Learn more about [Vertex AI Model Monitoring](https://cloud.google.com/vertex-ai/docs/model-monitoring/overview).

### Model

This tutorial uses a pre-trained model, where the model artifacts are stored in a public Cloud Storage bucket. 

The model is based on a [blog post about Churn prediction model](https://cloud.google.com/blog/topics/developers-practitioners/churn-prediction-game-developers-using-google-analytics-4-ga4-and-bigquery-ml). This model involves extensive log data describing how game users have interacted with a site. The raw data contains the following categories of information:

- identity - unique player identitity numbers.
- demographic features - information about the player, such as the geographic region in which a player is located.
- behavioral features - counts of the number of times a player has triggered certain game events, such as reaching a new level.
- churn propensity - this is the label or target feature. It provides an estimated probability that this player may churn, i.e., stop being an active player.

### Costs 

This tutorial uses billable components of Google Cloud:

* Vertex AI
* BigQuery
* Cloud Storage

Learn about [Vertext AI
pricing](https://cloud.google.com/vertex-ai/pricing) and [Cloud Storage
pricing](https://cloud.google.com/storage/pricing), and use the [Pricing
Calculator](https://cloud.google.com/products/calculator/)
to generate a cost estimate based on your projected usage.

## Get Started

### Install Vertex AI SDK for Python and other required packages


In [None]:
# Install required packages.
! pip3 install --quiet --upgrade google-cloud-aiplatform \
                                 google-cloud-bigquery

### Restart runtime (Colab only)

To use the newly installed packages, you must restart the runtime on Google Colab.

In [None]:
import sys

if "google.colab" in sys.modules:

    import IPython

    app = IPython.Application.instance()
    app.kernel.do_shutdown(True)

<div class="alert alert-block alert-warning">
<b>⚠️ The kernel is going to restart.
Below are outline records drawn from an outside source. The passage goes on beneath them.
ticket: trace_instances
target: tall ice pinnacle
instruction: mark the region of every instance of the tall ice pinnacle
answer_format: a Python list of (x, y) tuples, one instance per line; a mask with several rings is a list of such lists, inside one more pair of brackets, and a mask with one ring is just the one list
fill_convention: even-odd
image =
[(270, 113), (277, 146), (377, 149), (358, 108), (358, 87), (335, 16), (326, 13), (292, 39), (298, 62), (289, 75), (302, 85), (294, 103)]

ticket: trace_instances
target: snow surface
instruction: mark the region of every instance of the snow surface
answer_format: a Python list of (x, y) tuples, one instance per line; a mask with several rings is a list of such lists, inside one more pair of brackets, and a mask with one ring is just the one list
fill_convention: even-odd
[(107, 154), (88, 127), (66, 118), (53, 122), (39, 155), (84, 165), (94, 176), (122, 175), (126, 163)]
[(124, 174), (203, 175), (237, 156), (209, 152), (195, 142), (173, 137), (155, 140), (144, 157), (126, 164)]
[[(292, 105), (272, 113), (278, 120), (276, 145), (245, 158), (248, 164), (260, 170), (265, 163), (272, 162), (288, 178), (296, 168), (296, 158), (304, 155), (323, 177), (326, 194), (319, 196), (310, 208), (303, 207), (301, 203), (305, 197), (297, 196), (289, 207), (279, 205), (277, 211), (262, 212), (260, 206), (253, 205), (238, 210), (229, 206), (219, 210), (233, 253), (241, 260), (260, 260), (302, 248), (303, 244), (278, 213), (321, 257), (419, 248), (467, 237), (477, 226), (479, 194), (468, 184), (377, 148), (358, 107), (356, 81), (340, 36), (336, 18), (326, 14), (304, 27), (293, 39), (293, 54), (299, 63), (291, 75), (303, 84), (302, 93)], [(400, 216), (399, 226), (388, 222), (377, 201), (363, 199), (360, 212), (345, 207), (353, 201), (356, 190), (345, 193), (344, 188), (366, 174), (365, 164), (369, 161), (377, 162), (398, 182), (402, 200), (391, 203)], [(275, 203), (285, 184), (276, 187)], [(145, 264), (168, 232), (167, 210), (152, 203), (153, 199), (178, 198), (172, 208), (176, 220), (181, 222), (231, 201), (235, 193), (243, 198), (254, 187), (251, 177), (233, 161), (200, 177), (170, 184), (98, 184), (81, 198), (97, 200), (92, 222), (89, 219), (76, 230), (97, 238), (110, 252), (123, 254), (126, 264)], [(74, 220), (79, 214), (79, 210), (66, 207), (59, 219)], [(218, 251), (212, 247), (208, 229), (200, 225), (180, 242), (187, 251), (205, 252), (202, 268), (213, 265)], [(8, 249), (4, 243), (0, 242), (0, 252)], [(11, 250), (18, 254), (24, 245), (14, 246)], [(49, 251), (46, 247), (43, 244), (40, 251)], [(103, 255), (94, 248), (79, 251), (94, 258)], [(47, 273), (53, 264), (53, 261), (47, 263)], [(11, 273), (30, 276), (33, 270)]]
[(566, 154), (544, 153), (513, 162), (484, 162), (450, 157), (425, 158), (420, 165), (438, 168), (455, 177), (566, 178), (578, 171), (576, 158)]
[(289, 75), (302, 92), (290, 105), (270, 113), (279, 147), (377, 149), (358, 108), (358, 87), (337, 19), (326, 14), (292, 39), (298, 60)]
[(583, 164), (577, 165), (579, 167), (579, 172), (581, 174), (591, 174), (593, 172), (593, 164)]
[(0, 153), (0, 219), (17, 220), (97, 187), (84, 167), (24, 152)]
Wait until it's finished before continuing to the next step. ⚠️</b>
</div>


### Authenticate your notebook environment (Colab only)

Authenticate your environment on Google Colab.


In [None]:
import sys

if "google.colab" in sys.modules:

    from google.colab import auth

    auth.authenticate_user()

### Set Google Cloud project information 

Learn more about [setting up a project and a development environment](https://cloud.google.com/vertex-ai/docs/start/cloud-environment).

In [None]:
PROJECT_ID = "[your-project-id]"  # @param {type:"string"}
LOCATION = "us-central1"  # @param {type:"string"}

### User email

Set your user email address to receive monitoring alerts.

In [None]:
import os

USER_EMAIL = "[your-email-address]"  # @param {type:"string"}

if os.getenv("IS_TESTING"):
    USER_EMAIL = "noreply@google.com"

### Notes about service account and permission

**By default no configuration is required**, if you run into any permission related issue, please make sure the service accounts above have the required roles:

|Service account email|Description|Roles|
|---|---|---|
|PROJECT_NUMBER-compute@developer.gserviceaccount.com|Compute Engine default service account|Dataflow Admin, Dataflow Worker, Storage Admin, BigQuery Admin, Vertex AI User|
|service-PROJECT_NUMBER@gcp-sa-aiplatform.iam.gserviceaccount.com|AI Platform Service Agent|Vertex AI Service Agent|


1. Go to [IAM console](https://console.cloud.google.com/iam-admin/iam).
2. Check the **Include Google-provided role grants** checkbox.
3. Find the above emails.
4. Grant the corresponding roles.

### Using data source from a different project

If you're using data sources from a different project:

- For BigQuery data source, grant the "BigQuery Data Viewer" role to both the service accounts.
- For CSV data source, grant the "Storage Object Viewer" role to both the service accounts.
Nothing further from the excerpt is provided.